Hello everybody. Today, I'm a little uninspired. So, I've decided to take a self-class on talking slower. And if you could see how slow I actually type, you'd see that I'm not to far from reaching my goal. Of course talking is a whole other matter.
It's not like I talk rapidly, in unnecessarily high pitched tones, repeating "repeating" every "every" word. Five times...
Yah. Anyway, my problem is that when I get to rambling I can easily do an average of about two whole sentences before stopping having to breath. See, their's a trick there. One sentence on the inhale, two on the exhale. You can go on like that for a good long while. Without turning purple even!..I like purple.
This just in. Today my mother has informed me that my grammar, spelling and puncuation are..less then they could be. Okay, so she went right out and said they suck. Suck what? Well that'd take a whole other conversation. One involving birds, and bees, and those little lollipops you get in those assortment packets.
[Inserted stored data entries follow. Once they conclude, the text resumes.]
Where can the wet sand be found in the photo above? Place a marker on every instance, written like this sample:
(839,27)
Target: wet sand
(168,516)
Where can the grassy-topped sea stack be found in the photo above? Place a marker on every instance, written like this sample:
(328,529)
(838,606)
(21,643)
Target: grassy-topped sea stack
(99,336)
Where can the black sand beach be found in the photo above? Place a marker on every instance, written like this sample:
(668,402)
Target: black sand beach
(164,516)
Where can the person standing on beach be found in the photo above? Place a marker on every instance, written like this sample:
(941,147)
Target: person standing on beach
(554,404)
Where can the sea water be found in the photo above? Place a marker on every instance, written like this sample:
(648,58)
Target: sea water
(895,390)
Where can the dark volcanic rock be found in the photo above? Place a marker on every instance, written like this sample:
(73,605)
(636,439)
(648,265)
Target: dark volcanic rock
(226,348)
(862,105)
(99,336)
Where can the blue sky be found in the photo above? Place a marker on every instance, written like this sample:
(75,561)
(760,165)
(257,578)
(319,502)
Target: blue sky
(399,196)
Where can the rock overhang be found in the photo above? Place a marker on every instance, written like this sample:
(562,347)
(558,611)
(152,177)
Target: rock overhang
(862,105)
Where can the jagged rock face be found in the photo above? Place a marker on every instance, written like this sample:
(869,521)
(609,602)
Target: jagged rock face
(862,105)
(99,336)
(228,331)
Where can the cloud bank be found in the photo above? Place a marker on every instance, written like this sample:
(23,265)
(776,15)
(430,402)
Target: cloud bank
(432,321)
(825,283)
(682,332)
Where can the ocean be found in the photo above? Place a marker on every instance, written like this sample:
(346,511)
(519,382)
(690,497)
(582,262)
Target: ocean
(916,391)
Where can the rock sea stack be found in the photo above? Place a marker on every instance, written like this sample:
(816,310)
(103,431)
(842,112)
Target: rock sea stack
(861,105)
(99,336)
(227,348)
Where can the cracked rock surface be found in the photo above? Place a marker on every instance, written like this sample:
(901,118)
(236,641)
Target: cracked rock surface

...As I was saying, before the turkey dinner(?), today is a slow day. So slow, in fact, that my train of thought took off without me. But worry not! This happens all the time. Then I just sit there like..Um..uh..What was I say again?
Yah.
Time for a song.
Yah, yah.
Some kind of lyrics.
Yah, yah.
For soul and the spirit.
Yah, yah.
I don't have anymore to this song.
Yah. That happens to me a lot too. Which reminds me of this parody I was doing on Knights in White Satin. It involved this one character, in this one restaurant. And it had Red Satin Seats. Thus Seats of Red Satin was born. But I doubt it'll ever be big. I only made the first verse!
And somewhere else in the universe.
Hello class. Today where going to learn how to abolish internet misspelling. We'll start with this innocent looking error right here.
"
hte"
Doesn't that just drive you out of your skull! And that would hurt, cause without your skull your brain would be exposed to lots of hazards, and bacteria. And that wouldn't feel very good, now would it. As we where. Now take this (squirt?) gun full of some kind of harmful acid that'll instantly kill the misspeller. Ready, aim..Oh my, you've poured it on yourself! That must be dreadfully painful. Oh, well. Children, let us use this as a GOOD lesson, listen to our parent, and not play with weapons. (Fake smile)
Meanwhile back in the former part of the universe.
Yah. I know. I'm being a hypocrite. Deliberately misspelling, repeating words, and even using that SMILE. I have a sister who keeps making a character do that. Those fake smiles, they drive me crazy. Yah. I suppose it's safe to assume that "Yah" is phrase of the day...Yah......
To many dots...
This weeks isn't very long. But, what do you expect. It's a slow day, It's about 8 in the morning (Even earlier when I started.), and I am not a morning person. I'm one of those people that feels comfortable sleeping till noon. A habit I should get out of. Kind of like brushing my teeth! No, that's backwards...Toothrot, use it.
A lot of over fragmented paragraphs..
I just remembered, I was going to show you all my random word generator. You know those programs you can find on the internet, and stuff? You know, the ones where you push a button and it pops out with a random phrase like: "You have my cat-monkey's shoe." Yah, those.
Well, long before there was the internet, or even computers, there was the original Random Word generator. The human brain. Now this advanced piece of natural science could not only put together random words, but could also..Trying to remember..Ah, yes. It could also create new words. For example: "Popyfish, to the cat-mobile. The phrase finder is in need of a Jello vendini. Away, arah!"
Well? Fun, no? You should try it some time. Now, I'm going to play with it some more.
"Open the catwalk, the aderwalk! There's no excuse for Pearlina's toad to act that way! It' catrustonic! Open Van Disel! I can't stand muffin heads. They make my toe's cat's aching tooth do the hammer walk."
You'll note that if you do this right you can be grammatically correct, and still totally random. Of course, my grammer'll never pass that test..Well, maybe. I suddenly craving Taco Bell. Not the food, just the place..No, I had a sudden craving for a taco and burrito. Mmm. I haven't eaten yet, and I've been up since about 6. The sun is now coming up, I think my mom just got out of the shower, and I'm no closer to having that burrito. Mmm. Hmm.
Now for another song! The World Wide Web theme.
Doom, doom doom, doom, doom, doom, doom!
Doom, doom, doom, doom, doom, doom, DOOM!
Dun, dun, dun, DUN!
Yah. So, I'm going to end. It was before 8 when I last checked. And now, it's 8:20. So, no more blog..Not today..Bye.